We are a manufacturing company and receive numerous Purchase Orders and Invoices via email as a PDF.
We spend a lot of time typing this information in, is there a software/service out there that will allow me to convert these PDFs into useable XML so I can import it? I've tried a bunch of "PDF to XML" converters but they don't do anything other than export the internal tags which does nothing.
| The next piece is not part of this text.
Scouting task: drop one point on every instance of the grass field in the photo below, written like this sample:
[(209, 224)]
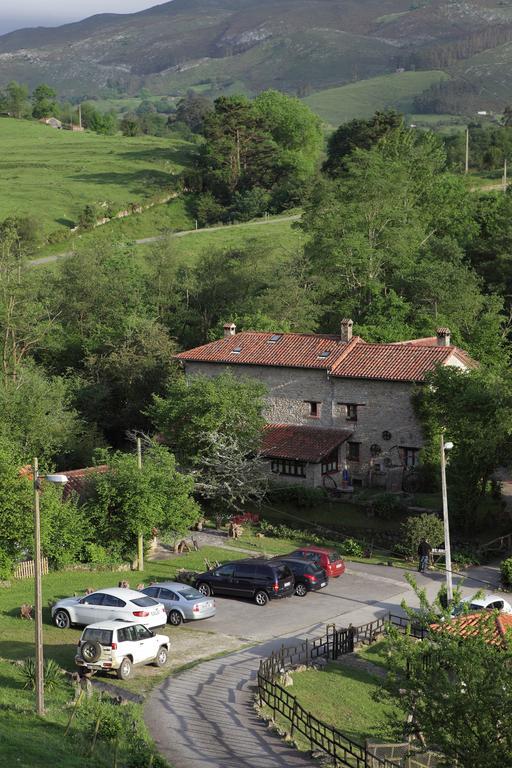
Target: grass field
[(53, 174), (361, 99)]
I need a XML document that is clean and useable.
Many thanks for your help if I could solve this one.
Jason.
10-17-2013 10:39 PM
Hello Jason,
I assume you need some code to extract data from an ADS rendered PDF file, and that your ABAP system has access to the SAP Netweaver ADS using ABAP?
In that case you might use some of the code below.
IV_INPUT is importing parameter type XSTRING, assumed to be the rendered PDF file
EV_OUTPUT is exporting/returning type XSTRING, which is the data part of the PDF file in XML format.
You can parse EV_OUTPUT with the iXML library.
method extract.
data:
lv_str_base64 type string,
lv_dest type rfcdest,
lr_fp type ref to if_fp,
lr_pdfobj type ref to if_fp_pdf_object,
lv_pdf_bin type xstring,
lr_fpex type ref to cx_fp_runtime,
lr_root type ref to cx_root.
if iv_input is initial.
write 'error spot 1'.
* Some error handling
endif.
move cl_fp=>get_ads_connection( ) to lv_dest.
* get FP reference
lr_fp = cl_fp=>get_reference( ).
try.
* Create PDF Object
lr_pdfobj = lr_fp->create_pdf_object( connection = lv_dest ).
* Set document
lr_pdfobj->set_document(
pdfdata = iv_input ).
* Tell PDF object to extract data
call method lr_pdfobj->set_task_extractdata( ).
* Execute, call ADS
call method lr_pdfobj->execute( ).
* Get data
call method lr_pdfobj->get_data
importing
formdata = ev_output.
catch cx_fp_runtime_internal
cx_fp_runtime_system
cx_fp_runtime_usage into lr_fpex.
ls_faultdata-fault_text = lr_fpex->errmsg.
write: 'error spot 2', lr_fpex->errmsg.
* Some error handling
catch cx_root.
write: 'error spot 3'
* Some error handling
endtry.
endmethod.